A Birthday Without Bordeaux

Sometimes, the best food and wine pairings have more to do with emotion and memory than they do a strict balance of flavor, aroma, and texture. Contrary to what so many of the books on the subject will tell you, context is often the major influencing factor in a pairing's success.

At my recent family birthday dinner at my parents house I experienced a series of great pairings that were remarkable for both of these reasons.

My Dad, a dedicated wine collector and even more passionate wine drinker, had texted me "So I decided that u should check my cellar and pick any wine for your birthday. No restrictions."

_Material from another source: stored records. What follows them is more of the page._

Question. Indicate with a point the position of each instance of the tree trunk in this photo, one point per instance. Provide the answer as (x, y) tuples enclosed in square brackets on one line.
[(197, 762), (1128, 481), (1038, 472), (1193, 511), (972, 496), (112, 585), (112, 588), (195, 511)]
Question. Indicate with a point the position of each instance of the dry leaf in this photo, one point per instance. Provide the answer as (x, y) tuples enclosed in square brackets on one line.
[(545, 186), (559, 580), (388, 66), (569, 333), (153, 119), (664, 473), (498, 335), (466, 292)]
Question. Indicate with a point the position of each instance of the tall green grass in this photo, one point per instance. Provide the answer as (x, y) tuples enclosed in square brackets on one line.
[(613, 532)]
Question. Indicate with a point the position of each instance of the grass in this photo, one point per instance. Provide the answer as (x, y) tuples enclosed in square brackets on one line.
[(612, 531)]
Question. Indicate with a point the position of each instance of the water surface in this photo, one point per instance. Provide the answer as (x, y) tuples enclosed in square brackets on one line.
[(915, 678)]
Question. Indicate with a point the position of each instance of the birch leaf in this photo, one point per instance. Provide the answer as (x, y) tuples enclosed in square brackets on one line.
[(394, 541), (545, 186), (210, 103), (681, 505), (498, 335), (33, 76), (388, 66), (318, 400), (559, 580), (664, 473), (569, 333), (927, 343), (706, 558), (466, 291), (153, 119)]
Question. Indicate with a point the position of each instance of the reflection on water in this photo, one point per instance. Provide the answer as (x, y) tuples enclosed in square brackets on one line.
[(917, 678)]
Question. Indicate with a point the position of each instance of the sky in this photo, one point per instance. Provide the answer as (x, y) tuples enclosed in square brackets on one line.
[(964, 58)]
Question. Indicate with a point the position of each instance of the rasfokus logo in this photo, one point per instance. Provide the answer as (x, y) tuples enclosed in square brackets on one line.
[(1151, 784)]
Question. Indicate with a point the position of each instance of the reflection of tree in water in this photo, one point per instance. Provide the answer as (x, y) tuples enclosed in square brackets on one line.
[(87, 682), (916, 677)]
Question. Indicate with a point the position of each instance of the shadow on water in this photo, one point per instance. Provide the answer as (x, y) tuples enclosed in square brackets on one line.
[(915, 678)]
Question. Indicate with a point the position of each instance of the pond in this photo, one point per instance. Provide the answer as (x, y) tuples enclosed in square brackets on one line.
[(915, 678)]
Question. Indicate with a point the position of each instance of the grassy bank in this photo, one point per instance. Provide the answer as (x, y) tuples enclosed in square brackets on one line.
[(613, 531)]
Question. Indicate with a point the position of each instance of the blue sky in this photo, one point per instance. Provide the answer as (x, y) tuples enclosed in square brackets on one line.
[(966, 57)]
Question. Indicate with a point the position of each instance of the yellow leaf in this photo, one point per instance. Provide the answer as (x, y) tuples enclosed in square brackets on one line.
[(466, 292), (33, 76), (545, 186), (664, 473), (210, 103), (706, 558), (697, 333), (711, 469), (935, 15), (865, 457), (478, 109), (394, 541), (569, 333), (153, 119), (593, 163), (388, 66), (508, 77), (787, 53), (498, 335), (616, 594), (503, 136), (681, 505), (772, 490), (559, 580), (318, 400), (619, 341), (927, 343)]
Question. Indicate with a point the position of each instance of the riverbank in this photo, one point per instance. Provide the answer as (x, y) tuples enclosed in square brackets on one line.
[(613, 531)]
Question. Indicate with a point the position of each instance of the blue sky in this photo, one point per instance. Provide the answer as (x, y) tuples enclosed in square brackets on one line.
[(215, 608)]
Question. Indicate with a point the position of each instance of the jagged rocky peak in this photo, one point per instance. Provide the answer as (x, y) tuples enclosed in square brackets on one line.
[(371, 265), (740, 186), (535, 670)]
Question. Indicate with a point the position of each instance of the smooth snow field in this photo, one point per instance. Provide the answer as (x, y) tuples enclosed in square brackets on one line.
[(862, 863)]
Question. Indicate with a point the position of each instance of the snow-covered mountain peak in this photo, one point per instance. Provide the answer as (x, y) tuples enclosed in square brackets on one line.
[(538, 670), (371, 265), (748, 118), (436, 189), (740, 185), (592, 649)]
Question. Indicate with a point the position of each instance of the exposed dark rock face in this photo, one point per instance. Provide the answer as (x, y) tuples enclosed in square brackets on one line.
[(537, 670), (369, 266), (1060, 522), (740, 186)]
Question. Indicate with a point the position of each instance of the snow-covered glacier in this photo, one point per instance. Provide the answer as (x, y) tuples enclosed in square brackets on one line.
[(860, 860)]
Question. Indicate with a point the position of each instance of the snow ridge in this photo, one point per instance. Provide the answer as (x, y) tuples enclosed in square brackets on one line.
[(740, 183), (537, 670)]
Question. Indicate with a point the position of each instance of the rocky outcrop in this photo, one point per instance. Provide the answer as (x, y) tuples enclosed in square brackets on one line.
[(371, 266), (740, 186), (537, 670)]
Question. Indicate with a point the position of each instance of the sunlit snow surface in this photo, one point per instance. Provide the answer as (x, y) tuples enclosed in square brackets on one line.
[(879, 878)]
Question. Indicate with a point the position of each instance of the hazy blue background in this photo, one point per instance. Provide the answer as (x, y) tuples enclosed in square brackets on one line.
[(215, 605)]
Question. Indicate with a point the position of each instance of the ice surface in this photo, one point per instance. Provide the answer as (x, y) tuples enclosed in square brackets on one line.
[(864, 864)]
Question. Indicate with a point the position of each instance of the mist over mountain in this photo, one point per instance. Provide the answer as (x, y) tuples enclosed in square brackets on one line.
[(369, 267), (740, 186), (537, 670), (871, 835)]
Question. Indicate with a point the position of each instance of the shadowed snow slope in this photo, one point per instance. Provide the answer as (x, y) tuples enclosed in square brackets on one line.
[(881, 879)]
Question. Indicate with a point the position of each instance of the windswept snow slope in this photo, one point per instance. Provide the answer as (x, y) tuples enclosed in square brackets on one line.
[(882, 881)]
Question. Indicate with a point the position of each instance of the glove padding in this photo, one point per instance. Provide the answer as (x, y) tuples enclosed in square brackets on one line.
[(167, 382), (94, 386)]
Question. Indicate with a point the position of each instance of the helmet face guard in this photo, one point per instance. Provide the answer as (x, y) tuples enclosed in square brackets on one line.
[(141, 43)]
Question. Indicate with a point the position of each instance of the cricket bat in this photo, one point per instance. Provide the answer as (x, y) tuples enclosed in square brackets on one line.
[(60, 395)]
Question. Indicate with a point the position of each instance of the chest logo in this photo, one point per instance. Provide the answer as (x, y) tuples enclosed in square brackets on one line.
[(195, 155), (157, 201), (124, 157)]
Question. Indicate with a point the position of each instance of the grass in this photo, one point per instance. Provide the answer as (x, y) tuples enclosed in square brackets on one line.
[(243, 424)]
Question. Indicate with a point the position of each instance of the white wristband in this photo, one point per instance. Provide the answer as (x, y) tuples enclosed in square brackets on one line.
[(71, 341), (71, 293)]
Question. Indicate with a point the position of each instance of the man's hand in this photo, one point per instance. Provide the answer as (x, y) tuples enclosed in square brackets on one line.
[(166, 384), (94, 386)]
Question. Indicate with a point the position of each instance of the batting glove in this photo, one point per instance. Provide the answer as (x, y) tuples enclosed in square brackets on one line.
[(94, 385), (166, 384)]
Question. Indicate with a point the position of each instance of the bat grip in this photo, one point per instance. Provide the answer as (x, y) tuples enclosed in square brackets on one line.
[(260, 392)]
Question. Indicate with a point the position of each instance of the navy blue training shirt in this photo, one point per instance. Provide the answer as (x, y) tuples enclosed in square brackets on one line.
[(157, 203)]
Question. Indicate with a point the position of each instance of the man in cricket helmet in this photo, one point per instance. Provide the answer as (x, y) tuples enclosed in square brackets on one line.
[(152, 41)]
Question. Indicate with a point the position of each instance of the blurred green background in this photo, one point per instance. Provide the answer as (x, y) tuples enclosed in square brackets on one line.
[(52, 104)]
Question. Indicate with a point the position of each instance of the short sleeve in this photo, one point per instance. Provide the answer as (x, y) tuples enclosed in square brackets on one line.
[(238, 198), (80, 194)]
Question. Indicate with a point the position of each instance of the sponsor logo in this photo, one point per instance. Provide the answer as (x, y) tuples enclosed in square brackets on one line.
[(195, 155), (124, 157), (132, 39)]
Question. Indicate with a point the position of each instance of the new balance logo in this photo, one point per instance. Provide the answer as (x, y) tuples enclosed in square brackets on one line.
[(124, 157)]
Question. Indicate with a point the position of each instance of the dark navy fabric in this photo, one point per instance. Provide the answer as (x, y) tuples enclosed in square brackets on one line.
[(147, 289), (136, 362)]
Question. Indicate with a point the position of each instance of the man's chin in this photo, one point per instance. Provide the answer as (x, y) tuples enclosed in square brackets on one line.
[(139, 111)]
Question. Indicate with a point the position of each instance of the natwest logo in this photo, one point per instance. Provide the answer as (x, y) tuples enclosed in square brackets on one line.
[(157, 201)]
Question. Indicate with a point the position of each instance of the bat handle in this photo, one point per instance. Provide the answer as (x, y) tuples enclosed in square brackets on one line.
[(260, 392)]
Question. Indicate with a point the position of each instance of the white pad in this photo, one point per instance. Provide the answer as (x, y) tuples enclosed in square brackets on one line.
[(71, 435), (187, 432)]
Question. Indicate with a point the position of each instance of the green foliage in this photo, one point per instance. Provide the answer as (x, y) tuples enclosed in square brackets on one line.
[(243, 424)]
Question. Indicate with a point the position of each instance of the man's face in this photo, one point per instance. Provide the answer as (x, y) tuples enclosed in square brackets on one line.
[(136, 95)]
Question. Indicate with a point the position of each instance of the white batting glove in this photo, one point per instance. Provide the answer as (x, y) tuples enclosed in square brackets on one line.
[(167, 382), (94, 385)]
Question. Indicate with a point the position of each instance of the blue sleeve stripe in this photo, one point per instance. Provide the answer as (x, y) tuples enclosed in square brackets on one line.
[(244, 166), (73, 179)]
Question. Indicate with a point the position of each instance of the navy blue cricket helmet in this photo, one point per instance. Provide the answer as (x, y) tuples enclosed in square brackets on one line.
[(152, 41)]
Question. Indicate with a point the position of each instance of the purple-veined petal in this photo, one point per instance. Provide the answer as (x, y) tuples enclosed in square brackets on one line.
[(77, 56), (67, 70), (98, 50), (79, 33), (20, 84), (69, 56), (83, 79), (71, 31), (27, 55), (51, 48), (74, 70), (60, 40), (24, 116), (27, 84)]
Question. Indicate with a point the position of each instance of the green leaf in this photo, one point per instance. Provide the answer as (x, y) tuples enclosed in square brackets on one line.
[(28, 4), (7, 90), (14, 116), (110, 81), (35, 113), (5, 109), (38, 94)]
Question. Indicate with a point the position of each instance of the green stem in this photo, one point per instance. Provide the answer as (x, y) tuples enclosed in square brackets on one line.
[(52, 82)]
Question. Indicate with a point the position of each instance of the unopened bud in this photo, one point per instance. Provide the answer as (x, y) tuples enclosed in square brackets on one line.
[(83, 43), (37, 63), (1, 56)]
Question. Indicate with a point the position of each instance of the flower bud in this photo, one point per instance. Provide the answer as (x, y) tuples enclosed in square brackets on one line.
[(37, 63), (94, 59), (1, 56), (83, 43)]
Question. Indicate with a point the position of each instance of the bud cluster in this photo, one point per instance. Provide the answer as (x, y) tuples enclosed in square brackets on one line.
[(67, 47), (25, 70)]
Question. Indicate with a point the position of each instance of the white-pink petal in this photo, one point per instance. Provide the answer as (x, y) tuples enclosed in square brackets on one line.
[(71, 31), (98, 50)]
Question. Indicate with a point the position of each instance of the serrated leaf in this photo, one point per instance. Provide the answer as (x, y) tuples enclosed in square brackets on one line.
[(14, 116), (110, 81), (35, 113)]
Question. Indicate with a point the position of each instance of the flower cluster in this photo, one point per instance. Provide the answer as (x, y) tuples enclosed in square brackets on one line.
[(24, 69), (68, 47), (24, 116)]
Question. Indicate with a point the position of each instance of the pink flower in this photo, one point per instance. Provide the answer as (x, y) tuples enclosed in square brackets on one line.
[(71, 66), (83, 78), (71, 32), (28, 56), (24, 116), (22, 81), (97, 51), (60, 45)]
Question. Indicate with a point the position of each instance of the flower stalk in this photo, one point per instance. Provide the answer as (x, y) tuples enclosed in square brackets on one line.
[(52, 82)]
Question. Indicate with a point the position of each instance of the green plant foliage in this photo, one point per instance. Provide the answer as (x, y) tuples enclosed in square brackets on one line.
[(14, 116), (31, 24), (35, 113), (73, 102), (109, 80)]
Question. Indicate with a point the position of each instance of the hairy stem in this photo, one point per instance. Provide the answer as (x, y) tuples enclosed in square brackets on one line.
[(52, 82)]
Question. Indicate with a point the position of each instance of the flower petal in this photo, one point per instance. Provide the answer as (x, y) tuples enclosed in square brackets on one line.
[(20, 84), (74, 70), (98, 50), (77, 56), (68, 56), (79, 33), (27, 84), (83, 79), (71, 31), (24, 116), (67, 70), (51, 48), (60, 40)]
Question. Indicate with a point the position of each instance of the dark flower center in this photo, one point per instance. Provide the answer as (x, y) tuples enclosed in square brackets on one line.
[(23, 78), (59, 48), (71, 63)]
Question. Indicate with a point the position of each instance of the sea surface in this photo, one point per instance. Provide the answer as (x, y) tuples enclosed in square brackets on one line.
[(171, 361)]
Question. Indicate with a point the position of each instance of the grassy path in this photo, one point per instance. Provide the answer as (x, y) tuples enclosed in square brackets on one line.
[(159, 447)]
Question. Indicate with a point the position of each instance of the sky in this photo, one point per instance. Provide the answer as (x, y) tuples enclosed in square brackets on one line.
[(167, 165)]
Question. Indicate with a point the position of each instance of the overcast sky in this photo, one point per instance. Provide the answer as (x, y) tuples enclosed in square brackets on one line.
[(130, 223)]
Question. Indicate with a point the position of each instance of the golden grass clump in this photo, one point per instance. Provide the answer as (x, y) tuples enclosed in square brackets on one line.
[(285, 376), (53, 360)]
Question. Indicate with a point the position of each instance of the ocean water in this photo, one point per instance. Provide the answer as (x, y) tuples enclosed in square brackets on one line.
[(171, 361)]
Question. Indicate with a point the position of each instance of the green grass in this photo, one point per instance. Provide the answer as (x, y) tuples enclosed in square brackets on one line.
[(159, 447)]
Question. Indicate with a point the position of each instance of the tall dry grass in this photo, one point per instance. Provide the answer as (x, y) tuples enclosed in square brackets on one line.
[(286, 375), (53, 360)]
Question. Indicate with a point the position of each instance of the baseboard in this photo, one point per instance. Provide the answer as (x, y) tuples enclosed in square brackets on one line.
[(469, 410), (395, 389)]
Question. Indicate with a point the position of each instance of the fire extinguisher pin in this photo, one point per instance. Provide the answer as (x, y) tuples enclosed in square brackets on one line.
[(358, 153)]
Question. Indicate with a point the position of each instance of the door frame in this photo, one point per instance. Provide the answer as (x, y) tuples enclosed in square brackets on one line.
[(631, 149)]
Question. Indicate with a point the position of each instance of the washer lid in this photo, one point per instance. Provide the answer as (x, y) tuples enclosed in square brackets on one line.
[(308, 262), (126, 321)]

This was tantamount to winning the lottery. Would this be the day we'd finally pop the cork on the Chateau Latour 1990? Or the Chateau Margaux 1986? Would the Gaja Sperss 2003 be ready? My head was spinning, cloudy with visions of Grand Crus dancing in my head.

Ultimately we decided to defer to the needs of the menu—the spaghetti and meatballs that I'd grown up on, a dish that serves as my personal suburban madeleine. So Old Bordeaux with dinner was out. We decided to let history be our guide.

We ate and drank the same thing nearly every Friday night when I was a kid in that house: Spaghetti and meatballs with a big, juicy California Cabernet Sauvignon. My grandparents would come over, my sister and I would argue and show off, and, once dinner was served, I'd always be given a full-size wine glass with maybe an ounce of cab in it. To this day, I cannot smell sautéing onions and garlic without seeing, in my mind's eye, the sun slashing through the bay windows in the kitchen, my grandmother sitting at the table talking with my mother, my grandfather in the living room with my father, both of them sipping their reds and noshing from the box of Snyder's hard pretzels between them.

So at this dinner, to ring in my 34th year, we paired the pasta with a bottle of Gaja Ca' Marcanda Magari 2004, a blend of 50% merlot, 25% cabernet sauvignon, and 25% cabernet franc that, while not exactly what we drank all those years ago, nodded in a similar flavor and texture direction: Sweet plum fruit and an anise-like perfume were all wrapped up in a creamy, brightly acidic texture that was impossible to stop drinking.

It was perfect. And not just the pairing, though that certainly worked wonderfully. No, it was the entire scene: My father, grandfather, and I at the same end of the table we've been perched at since the early 1980s, when I needed to sit on a stack of phone books to reach my plate, and old and new family members gathered around.

In keeping with tradition, after toasting to family, health, and happiness, I dipped my finger into my glass of Gaja, walked it over to my baby daughter Sophie, and rubbed a bit of it on her lips.

She licked them tentatively, looked momentarily confused, and then split her little cupid's bow of a mouth into a wide-open smile that may have swallowed up the entire dinner table. It was, even for her, the perfect wine for the occasion.